Friday, June 08, 2007

Style, taste, sensibilities in coding

Chris Aston has an eminently sensible post on programming in the small (not his words[*]), Coding Against the Grain, on some coding style and taste points that have been part of my habits nearly as long as I have programmed.

He emphasizes balance and clarity and cautions against turning objects into stand-ins for global variables: the function is given its due.

To elaborate on his points, I often treat objects as small bundles of encapsulated state with public methods that tie private fields to private functions. A simple example illustrates:

class UsefulExample {
    private int count;

    public String repeatMessage(String message) {
        return repeatMessage(message, count);
    }

    static String repeatMessage(String message,
            int count) {
        StringBuilder builder = new StringBuilder(message);

        for (int i = 1; i < count; ++i)
            builder.append(' ').append(message);

        return builder.toString();
    }
}

This example is not very interseting, but it makes it easy to list benefits:

  • Testing the functions independent of the encapsulated state is easy.
  • Changing the algorithm of functions does not affect public methods.
  • If the functions are common across classes, refactoring them out to a common utility class is simple.
  • Design changes in the encapsulated state do not impact functions.
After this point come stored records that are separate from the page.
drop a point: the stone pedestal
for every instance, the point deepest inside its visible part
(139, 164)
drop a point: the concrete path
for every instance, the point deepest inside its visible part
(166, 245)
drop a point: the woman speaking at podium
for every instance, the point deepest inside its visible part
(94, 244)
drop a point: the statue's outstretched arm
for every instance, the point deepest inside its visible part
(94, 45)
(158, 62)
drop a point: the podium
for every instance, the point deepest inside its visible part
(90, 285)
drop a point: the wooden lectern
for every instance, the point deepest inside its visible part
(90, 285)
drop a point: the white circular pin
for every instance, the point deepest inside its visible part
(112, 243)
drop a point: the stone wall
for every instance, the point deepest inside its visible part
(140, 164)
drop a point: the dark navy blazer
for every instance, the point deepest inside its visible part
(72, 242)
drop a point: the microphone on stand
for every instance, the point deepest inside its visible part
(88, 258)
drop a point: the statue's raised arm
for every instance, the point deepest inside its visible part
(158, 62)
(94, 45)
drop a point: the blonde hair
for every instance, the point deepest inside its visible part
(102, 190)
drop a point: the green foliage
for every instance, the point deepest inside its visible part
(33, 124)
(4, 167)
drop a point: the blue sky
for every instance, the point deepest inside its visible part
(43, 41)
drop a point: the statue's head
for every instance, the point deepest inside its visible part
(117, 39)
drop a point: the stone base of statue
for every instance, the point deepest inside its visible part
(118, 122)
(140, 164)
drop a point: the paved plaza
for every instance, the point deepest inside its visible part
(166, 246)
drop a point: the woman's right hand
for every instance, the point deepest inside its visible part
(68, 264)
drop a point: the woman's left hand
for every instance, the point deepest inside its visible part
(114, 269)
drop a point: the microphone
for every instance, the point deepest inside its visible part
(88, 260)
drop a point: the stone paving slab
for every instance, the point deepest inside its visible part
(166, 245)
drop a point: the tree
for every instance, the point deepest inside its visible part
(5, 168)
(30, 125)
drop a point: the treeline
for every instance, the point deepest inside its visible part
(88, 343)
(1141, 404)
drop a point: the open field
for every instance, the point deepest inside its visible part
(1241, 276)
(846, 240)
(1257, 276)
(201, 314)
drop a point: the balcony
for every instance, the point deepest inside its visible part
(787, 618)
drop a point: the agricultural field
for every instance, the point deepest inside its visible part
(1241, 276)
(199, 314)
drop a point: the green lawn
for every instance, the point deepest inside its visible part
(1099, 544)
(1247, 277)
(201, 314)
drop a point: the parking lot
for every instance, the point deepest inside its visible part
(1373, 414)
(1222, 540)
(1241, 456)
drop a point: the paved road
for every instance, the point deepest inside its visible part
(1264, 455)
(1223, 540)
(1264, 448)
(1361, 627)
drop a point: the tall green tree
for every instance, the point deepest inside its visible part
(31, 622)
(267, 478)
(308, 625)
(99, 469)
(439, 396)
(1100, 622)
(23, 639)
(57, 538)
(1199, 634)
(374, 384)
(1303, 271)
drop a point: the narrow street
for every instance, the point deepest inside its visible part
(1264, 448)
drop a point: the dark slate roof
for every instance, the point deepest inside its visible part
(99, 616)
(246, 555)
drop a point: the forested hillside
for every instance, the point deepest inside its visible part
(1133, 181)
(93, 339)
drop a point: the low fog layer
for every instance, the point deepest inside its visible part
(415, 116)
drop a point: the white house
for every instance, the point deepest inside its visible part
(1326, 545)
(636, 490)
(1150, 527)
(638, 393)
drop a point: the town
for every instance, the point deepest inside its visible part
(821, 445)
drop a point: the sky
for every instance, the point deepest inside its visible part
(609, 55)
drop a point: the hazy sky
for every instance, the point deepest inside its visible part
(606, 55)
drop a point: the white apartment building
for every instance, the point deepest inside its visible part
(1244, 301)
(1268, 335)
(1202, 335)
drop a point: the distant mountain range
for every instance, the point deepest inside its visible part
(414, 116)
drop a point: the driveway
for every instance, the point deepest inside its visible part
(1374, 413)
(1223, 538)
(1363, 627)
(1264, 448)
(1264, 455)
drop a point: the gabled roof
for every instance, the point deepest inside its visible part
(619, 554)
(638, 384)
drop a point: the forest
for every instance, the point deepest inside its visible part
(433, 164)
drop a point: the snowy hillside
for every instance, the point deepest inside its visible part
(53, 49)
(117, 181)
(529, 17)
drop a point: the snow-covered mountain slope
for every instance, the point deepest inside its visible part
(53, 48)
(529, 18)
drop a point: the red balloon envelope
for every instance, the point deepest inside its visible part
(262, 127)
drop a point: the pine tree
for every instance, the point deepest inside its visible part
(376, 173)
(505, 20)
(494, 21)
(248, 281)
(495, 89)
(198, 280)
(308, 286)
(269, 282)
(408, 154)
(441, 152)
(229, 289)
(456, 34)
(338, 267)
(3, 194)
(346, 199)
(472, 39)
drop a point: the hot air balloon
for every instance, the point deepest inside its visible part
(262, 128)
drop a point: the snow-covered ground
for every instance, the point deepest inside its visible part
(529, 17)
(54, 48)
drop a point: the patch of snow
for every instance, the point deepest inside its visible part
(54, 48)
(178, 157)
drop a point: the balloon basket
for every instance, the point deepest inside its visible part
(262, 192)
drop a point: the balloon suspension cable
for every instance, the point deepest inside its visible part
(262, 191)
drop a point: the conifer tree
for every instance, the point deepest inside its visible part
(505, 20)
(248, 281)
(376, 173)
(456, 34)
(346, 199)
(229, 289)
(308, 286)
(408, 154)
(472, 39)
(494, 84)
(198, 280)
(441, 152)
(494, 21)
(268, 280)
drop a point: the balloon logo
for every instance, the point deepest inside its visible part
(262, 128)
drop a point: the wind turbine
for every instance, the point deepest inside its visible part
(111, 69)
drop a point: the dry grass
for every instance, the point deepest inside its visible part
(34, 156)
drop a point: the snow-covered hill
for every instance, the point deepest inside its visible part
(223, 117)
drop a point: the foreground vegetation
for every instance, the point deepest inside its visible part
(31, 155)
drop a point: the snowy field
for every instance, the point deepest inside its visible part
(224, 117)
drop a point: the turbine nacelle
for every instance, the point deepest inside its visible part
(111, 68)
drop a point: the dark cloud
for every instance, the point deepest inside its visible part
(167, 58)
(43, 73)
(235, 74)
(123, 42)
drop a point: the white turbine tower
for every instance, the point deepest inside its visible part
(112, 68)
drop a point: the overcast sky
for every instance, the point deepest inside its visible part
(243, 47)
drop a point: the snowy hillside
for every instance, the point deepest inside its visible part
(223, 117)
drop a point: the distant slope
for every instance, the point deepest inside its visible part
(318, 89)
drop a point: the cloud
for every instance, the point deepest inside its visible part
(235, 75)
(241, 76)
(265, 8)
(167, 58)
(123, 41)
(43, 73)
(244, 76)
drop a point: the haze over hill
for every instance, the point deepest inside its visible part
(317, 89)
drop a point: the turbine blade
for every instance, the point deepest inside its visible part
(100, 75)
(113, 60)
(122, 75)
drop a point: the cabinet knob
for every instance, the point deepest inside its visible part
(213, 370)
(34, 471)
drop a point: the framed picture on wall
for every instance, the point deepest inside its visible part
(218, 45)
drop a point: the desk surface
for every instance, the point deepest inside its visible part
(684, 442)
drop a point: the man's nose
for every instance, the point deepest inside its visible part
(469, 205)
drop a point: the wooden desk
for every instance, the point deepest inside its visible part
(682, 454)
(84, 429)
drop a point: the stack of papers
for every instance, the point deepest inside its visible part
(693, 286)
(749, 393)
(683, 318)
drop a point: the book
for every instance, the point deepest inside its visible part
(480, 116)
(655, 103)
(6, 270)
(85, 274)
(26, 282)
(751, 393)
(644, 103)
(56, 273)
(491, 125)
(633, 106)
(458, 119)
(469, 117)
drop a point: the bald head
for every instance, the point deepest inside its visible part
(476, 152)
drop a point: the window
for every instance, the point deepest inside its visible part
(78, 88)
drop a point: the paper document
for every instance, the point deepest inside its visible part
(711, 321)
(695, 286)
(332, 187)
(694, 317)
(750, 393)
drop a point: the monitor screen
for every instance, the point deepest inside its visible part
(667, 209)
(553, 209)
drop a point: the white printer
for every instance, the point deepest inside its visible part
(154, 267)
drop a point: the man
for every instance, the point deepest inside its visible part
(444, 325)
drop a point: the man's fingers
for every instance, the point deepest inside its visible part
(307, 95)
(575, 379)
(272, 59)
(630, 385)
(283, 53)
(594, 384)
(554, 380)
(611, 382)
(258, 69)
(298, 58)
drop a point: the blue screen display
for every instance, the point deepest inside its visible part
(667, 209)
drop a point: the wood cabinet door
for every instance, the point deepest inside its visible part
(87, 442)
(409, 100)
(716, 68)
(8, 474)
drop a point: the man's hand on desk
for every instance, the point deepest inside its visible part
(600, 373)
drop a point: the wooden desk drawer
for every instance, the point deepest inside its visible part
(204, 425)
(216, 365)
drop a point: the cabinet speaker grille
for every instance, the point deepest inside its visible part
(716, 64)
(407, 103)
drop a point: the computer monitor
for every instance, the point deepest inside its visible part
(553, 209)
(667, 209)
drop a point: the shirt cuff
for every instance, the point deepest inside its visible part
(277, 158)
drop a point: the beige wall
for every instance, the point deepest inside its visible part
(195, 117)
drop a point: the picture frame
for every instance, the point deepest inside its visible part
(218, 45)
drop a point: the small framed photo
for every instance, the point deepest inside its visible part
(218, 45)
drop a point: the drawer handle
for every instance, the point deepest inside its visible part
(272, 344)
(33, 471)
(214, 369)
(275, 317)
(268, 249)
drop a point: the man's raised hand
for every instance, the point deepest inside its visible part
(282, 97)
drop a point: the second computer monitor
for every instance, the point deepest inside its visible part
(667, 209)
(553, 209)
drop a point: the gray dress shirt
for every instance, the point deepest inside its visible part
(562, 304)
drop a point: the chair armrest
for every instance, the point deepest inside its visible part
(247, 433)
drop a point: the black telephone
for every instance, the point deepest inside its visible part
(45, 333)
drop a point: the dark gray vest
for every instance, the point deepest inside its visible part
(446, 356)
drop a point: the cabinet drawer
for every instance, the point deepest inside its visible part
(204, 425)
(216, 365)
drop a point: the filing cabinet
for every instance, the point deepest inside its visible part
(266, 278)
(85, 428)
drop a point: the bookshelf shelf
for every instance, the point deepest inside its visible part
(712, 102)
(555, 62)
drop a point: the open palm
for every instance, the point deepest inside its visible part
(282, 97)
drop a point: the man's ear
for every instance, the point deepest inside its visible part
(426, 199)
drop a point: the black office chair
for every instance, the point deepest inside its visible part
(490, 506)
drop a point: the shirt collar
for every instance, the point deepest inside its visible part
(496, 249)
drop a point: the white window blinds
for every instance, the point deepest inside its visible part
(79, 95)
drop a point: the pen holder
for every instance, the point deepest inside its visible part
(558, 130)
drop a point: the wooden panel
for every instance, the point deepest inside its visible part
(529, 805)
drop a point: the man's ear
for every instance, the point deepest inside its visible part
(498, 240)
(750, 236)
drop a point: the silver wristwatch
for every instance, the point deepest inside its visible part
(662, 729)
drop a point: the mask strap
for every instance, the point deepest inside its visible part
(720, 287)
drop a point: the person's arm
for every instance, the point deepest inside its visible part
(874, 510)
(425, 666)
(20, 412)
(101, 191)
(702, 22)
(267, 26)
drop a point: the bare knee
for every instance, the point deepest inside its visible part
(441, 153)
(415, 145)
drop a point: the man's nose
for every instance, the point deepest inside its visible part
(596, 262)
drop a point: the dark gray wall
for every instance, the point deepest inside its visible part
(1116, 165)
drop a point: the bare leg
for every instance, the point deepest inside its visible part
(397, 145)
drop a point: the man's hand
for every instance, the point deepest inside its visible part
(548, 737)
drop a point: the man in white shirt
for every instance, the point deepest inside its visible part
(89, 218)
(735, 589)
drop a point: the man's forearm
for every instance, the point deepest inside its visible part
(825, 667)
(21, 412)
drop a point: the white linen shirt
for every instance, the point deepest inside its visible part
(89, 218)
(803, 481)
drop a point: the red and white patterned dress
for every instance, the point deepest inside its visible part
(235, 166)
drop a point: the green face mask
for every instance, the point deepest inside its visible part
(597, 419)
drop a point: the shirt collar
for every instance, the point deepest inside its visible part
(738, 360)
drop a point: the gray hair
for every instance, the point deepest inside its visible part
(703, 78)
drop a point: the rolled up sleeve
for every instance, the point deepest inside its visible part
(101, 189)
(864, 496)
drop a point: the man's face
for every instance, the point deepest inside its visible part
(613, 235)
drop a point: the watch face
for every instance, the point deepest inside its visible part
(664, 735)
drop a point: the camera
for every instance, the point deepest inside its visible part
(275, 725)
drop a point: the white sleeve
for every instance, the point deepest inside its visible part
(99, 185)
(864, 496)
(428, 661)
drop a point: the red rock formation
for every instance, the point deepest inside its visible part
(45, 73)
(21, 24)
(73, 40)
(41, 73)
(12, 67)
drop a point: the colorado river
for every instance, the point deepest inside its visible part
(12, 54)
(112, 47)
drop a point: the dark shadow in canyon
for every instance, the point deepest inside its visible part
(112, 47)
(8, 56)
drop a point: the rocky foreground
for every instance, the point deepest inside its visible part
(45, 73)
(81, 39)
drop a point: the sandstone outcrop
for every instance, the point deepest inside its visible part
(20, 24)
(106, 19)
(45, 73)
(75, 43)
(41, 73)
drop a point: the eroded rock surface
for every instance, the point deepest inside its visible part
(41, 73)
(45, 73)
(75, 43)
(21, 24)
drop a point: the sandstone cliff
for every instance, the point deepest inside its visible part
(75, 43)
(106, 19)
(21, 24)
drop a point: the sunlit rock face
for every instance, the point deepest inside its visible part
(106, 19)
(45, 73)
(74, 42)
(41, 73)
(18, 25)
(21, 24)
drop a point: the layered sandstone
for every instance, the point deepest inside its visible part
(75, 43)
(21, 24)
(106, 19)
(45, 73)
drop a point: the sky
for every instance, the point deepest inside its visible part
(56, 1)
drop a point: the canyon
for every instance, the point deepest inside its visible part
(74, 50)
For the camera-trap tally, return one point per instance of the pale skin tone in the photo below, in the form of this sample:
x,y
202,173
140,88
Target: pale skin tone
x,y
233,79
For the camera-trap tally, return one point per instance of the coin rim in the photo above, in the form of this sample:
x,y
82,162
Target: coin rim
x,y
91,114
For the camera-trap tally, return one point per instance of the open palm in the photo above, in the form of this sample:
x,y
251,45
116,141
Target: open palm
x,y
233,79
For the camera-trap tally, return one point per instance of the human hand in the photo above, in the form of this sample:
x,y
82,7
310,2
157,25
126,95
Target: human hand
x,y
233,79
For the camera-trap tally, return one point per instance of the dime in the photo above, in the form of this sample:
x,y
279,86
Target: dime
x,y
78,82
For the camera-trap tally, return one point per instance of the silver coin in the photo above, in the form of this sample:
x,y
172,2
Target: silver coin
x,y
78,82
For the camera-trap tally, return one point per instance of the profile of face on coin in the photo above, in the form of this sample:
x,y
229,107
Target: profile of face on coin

In effect, the I have decoupled encapsulated state within the object from implementation algorithms within the functions, and use public methods to connect them together.

This is carrying a common design pattern from "programming in the large" into "programming in the small", with the same advantages. The decoupling of state from algorithm is an old idea [PDF].

More on programming in the small

Ivan Moore has a delightful series of posts on Programming in the Small well worth reading.